Specifically, Aaron wrote: "The extensions to AudioTrack and VideoTrack have nothing to do with enabling accessability. They were added to allow kind information present in a DASH manifest to be reflected by these objects in the case where the kind information was not present in the initialization segments. It is not intended to add extra functionality aside from allowing the string returned from the kind attribute to be changed programatically."

It is important to remember that the scope of MSE is to allow JavaScript instead of the network to provide media stream data to a HTML5 media element. The requirements in MSE are to ensure playback of this JavaScript provided data. Any handling of tracks beyond ensuring basic playability is in not scope for MSE and should be handled by HTML5. Since MSE has a normative dependency on HTML5 any changes or clarifications to track handling in HTML5 will be inherited by MSE. In general, most track processing happens above the layer that MSE targets, which is abstracting away the network interactions.

The reason the TF agreed to resolve this issue WORKSFORME was not related to what any implementations might do today but because the TF consensus is that the MSE spec already says all it needs to say about this matter. Anything else should be done in HTML5.

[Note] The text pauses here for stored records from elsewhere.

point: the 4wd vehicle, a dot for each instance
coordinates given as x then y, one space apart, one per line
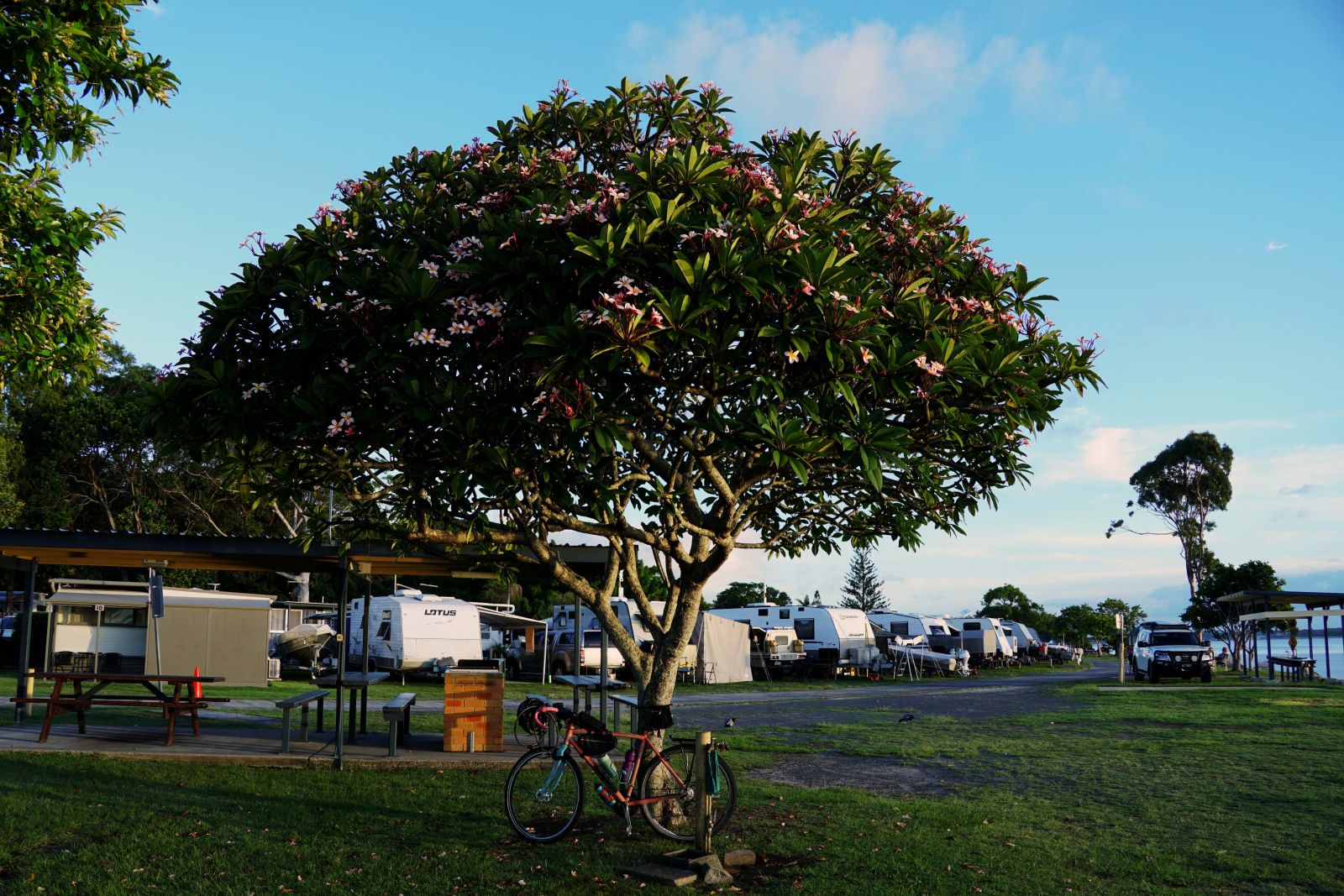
561 656
1171 649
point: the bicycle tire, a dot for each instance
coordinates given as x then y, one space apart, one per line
674 815
543 821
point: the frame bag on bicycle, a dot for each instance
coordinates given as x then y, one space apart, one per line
596 739
655 719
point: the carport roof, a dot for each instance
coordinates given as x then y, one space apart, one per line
19 547
1310 600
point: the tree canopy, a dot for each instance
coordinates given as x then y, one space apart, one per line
611 318
862 586
1011 602
60 63
1183 485
1222 620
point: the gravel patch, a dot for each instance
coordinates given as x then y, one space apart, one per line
873 774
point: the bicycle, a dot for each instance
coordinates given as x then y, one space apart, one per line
544 792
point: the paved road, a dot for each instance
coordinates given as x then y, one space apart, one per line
965 699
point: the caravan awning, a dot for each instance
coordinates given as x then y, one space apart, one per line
501 620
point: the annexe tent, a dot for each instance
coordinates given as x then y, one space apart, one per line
225 634
723 649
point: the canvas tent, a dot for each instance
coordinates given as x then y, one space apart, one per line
723 651
223 633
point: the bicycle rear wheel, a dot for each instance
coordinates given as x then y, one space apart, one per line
674 815
543 795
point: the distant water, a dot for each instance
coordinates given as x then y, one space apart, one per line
1305 649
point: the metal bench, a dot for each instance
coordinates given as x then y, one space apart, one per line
302 700
398 712
632 705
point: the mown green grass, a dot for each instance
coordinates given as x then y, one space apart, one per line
1126 793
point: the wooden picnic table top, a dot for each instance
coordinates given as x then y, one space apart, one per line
353 680
114 678
589 681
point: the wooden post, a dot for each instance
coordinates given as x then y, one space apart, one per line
703 801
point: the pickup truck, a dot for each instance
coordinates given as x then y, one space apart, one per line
561 656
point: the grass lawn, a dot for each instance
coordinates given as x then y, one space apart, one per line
1128 793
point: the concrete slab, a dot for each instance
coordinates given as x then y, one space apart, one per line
253 746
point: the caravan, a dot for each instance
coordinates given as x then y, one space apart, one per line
833 633
413 631
927 641
985 638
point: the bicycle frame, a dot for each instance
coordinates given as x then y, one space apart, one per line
622 794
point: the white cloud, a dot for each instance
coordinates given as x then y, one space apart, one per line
790 71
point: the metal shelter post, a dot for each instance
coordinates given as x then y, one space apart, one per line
342 610
578 647
20 710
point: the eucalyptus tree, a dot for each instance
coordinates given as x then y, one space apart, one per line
612 320
1182 486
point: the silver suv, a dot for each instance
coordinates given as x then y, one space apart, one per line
1171 649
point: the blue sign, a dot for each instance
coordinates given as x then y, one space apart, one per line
156 594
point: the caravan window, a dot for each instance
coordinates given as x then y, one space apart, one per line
76 616
128 617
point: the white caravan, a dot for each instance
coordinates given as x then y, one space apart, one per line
1030 647
984 637
820 629
413 631
929 641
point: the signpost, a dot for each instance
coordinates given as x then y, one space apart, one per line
156 610
1120 640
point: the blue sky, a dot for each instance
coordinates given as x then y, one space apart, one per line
1171 167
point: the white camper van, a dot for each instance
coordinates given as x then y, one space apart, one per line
413 631
817 627
627 613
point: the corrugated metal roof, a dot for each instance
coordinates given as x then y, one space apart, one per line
134 550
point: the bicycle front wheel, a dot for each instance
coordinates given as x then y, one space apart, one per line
543 795
674 813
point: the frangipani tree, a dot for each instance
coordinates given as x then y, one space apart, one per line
612 320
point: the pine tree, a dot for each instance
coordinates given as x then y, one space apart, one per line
862 587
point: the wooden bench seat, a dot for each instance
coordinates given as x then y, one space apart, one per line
288 705
398 715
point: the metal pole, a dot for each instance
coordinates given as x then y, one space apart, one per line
578 647
342 607
20 710
601 685
703 801
363 636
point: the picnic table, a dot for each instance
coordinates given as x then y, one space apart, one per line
1292 668
588 684
358 684
78 691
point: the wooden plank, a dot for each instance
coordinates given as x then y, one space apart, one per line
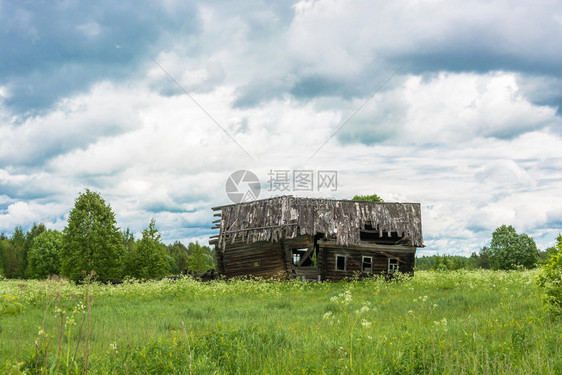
306 256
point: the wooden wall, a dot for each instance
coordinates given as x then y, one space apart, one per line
354 258
260 259
273 259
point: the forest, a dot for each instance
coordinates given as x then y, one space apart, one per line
92 241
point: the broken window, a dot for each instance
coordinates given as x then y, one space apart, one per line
298 255
367 264
392 265
341 261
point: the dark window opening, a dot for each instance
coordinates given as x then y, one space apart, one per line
341 262
367 264
375 235
392 265
298 255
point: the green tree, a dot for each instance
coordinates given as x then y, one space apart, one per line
44 255
551 278
147 259
91 240
180 255
30 236
509 250
19 255
12 253
369 198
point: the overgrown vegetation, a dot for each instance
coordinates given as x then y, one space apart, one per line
91 241
486 322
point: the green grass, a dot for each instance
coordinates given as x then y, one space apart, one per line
472 322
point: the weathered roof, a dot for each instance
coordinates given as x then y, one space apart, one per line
287 217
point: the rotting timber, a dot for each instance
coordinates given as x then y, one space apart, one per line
316 239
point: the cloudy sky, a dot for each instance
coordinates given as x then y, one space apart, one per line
453 104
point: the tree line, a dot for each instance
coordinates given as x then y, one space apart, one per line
91 241
508 250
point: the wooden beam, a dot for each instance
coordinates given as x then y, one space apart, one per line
259 228
370 246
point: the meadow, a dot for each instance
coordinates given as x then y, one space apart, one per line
452 322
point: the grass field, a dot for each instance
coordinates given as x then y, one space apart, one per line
473 322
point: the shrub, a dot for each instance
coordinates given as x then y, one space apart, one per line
551 278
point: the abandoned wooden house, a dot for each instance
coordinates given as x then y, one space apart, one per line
316 239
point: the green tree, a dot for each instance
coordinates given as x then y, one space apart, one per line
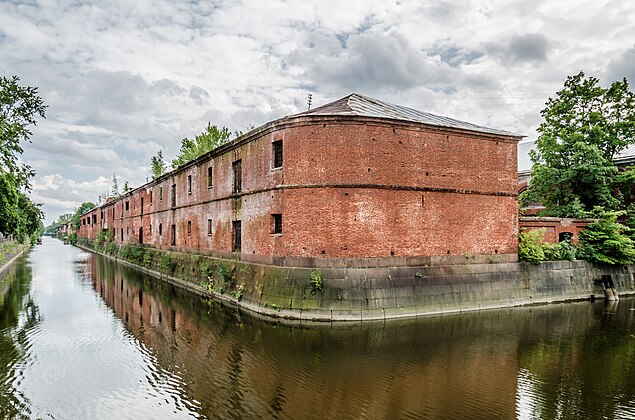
115 186
158 164
19 108
585 126
606 241
210 139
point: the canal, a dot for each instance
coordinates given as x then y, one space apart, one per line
84 337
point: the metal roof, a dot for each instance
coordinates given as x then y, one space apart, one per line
358 105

This was discussed again on the TF call on 12/17 and the consensus was to stand by the previous decision. [3]

[1] http://lists.w3.org/Archives/Public/public-html-a11y/2013Dec/0051.html
[2] http://lists.w3.org/Archives/Public/public-html-media/2013Dec/0017.html
[3] http://www.w3.org/2013/12/17-html-media-minutes.html#item03
Comment 5 Philippe Le Hegaret 2013-12-19 15:23:57 UTC
For completeness:
The Resolution is that the Task Force is not yet satisfied with simply  
closing Bug 23661 as Works For Me, and requests a non-normative note in  
the MSE specification clarifying that a minimally conformant MSE  
configuration will not satisfy certain accessibility use cases, such as  
the use of a second synchronised video to provide signed captioning of the  

Note that since the proposed change would have no effect on conformance,  
this does not represent an objection to the document advancing to  
Candidate Recommendation, but is a request to reopen bug 23661 until it  
can be resolved to the mutual satisfaction of the relevant Task Forces.
Comment 6 Adrian Bateman [MSFT] 2013-12-19 16:28:51 UTC
I remain unconvinced that technical evidence has been provided to support the statement that "a minimally conformant MSE configuration will not satisfy certain accessibility use cases, such as the use of a second synchronised video to provide signed captioning of the first." Since synchronising video is out of scope for MSE and would be provided by higher level functionality in HTML5 it is not obvious to me what an implementation of MSE would have to do differently to support this use case.

If the Accessibility Task Force chooses to re-open this bug I would strongly urge them to explain the technical difference between and "minimally conformant MSE" implementation and an implementation of MSE that does satisfy the "certain accessibility use cases" they have in mind. In other words, what about the network layer abstraction provided by MSE has to change?